The Foote Files: Appreciating The CBS Eye
DALLAS (CBSDFW.COM) – This will be a quick blog today so here goes: Two things about CBS that I am enamored with are the CBS Eye logo and the CBS Time Signal.
On October 20, 1951, the first CBS Eye, created by designer William Golden, appeared on the CBS Television Network. Many different versions have aired over the past 60 years.
On the DVD copies of I Love Lucy, the CBS eye is shown at the conclusion with the eyeball being a camera shutter that opens up, with copy both aural and video that says, “This is the CBS Television Network”. By the way, announcers back then sounded so very distinguished!
A later version was the eye with the background being the sky with clouds.
As TV transitioned to color, many different colors, designs, font styles, and position lines came along.
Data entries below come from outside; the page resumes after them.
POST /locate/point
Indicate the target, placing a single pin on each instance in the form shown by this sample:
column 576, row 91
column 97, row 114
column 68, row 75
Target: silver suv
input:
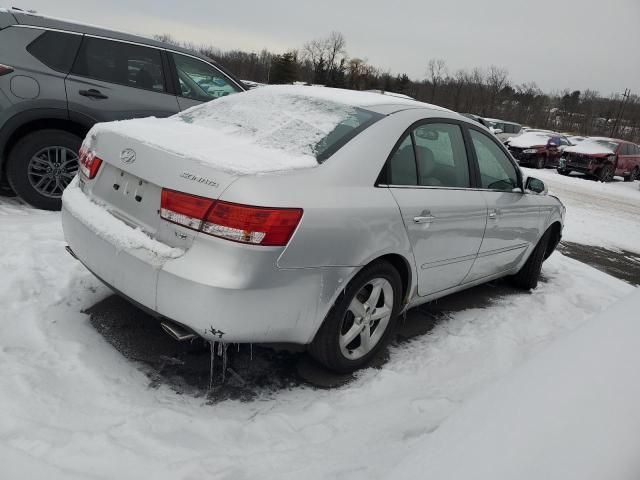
column 57, row 79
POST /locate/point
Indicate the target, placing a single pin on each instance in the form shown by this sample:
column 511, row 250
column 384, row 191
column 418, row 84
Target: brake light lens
column 184, row 209
column 231, row 221
column 89, row 163
column 4, row 69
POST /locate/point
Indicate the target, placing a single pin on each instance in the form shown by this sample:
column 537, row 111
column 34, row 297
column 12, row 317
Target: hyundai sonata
column 303, row 214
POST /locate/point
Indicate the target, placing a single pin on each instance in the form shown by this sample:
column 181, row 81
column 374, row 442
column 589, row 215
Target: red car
column 603, row 158
column 538, row 149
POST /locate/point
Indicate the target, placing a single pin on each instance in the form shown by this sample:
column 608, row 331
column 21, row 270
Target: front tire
column 41, row 165
column 362, row 321
column 527, row 277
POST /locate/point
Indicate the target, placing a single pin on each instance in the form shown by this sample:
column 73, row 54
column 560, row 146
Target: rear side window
column 496, row 170
column 56, row 50
column 432, row 155
column 121, row 63
column 441, row 156
column 402, row 164
column 200, row 81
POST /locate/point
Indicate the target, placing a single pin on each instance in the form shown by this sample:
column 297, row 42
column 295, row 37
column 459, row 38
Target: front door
column 514, row 218
column 429, row 176
column 113, row 80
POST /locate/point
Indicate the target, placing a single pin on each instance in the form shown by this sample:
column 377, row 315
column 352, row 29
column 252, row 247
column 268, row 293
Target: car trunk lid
column 130, row 180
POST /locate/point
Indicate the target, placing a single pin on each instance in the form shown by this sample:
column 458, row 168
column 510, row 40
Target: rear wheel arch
column 401, row 264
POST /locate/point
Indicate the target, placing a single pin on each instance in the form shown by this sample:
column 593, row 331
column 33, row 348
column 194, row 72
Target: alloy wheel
column 51, row 169
column 366, row 319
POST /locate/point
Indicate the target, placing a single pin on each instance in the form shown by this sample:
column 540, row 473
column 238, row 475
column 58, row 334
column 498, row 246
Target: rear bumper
column 589, row 166
column 219, row 289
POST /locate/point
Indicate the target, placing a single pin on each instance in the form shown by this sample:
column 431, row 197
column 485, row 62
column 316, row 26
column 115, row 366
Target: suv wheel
column 606, row 173
column 362, row 321
column 41, row 165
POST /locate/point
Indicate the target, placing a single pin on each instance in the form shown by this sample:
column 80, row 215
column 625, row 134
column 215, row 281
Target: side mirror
column 534, row 185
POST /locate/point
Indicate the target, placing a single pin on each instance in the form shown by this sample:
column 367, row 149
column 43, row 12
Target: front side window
column 200, row 81
column 121, row 63
column 441, row 156
column 496, row 170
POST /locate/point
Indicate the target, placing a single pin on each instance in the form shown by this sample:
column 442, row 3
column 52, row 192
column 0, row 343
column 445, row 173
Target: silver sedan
column 303, row 214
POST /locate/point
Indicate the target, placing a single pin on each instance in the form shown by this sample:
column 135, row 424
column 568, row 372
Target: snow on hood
column 529, row 139
column 269, row 129
column 594, row 147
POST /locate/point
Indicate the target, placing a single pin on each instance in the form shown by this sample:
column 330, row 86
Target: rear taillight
column 231, row 221
column 4, row 69
column 89, row 163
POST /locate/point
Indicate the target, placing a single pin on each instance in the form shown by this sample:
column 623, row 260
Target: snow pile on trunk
column 593, row 147
column 268, row 129
column 570, row 412
column 111, row 229
column 529, row 139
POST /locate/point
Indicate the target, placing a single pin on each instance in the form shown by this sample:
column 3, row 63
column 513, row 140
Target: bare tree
column 437, row 70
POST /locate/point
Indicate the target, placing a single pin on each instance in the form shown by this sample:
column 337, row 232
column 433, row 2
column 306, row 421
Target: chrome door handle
column 425, row 219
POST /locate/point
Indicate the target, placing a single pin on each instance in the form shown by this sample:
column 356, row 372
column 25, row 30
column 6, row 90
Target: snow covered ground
column 601, row 214
column 73, row 407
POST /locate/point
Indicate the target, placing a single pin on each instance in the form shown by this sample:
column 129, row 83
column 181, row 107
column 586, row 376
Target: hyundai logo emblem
column 128, row 155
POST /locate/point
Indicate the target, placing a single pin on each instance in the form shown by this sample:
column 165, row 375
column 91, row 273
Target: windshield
column 290, row 122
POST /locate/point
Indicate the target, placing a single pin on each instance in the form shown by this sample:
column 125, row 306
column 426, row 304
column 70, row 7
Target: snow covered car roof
column 268, row 129
column 530, row 139
column 595, row 146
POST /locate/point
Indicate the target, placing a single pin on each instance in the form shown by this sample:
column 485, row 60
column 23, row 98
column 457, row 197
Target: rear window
column 294, row 123
column 56, row 50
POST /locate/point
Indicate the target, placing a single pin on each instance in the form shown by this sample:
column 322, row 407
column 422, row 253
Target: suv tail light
column 238, row 223
column 4, row 69
column 89, row 163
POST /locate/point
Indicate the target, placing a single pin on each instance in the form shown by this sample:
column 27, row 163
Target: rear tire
column 41, row 165
column 333, row 345
column 527, row 277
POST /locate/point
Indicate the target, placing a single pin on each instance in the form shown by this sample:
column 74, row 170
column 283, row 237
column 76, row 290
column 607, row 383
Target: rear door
column 115, row 80
column 429, row 175
column 514, row 217
column 198, row 81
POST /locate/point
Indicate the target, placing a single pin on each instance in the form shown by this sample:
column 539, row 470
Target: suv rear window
column 122, row 63
column 56, row 50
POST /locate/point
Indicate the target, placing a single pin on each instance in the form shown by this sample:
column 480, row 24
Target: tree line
column 487, row 92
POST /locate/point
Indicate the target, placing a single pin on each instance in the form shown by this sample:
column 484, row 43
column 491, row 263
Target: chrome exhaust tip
column 177, row 332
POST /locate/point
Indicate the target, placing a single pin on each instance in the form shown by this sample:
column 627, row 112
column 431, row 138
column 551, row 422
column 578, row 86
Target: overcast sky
column 576, row 44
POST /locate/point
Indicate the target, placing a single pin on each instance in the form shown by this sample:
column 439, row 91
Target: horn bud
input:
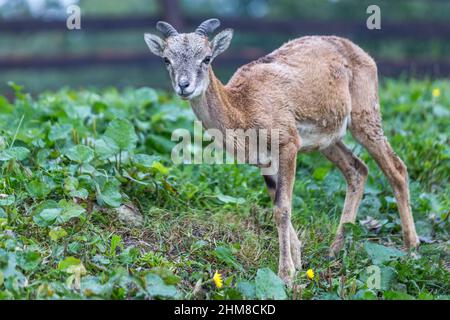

Back in the 70
s, CBS’s position line was “Looking Good” and many stars of the day would appear in network promotional spots saying “Looking good” and then forming an eye with their thumb and index finger, with the other three fingers pointed straight up.
Up until a few years ago, at the moment the network was allowing its stations a local break, the final element would a CBS eye with an announcer saying, “This is CBS!” That also cued the local station’s master control operators to roll their local breaks before rejoining the network.
Time signals on radio were started originally so that people could set their watches and clocks correctly. The CBS Time Signal is the most distinctive one ever created.
This “bong”, sounding like a piano note at 440 Hertz, was used on the CBS Television Network in the 1960’s and 1970’s. It is still used on the CBS Radio Network today before their opening music sounder (dah-dah-dah……dadada!).
CBS’s other news/information station in New York City, 1010 WINS, uses a different time signal. With HD Radio signals, the time signal today is delayed a few seconds to stay in sync with the digital stream, some up to 17 seconds.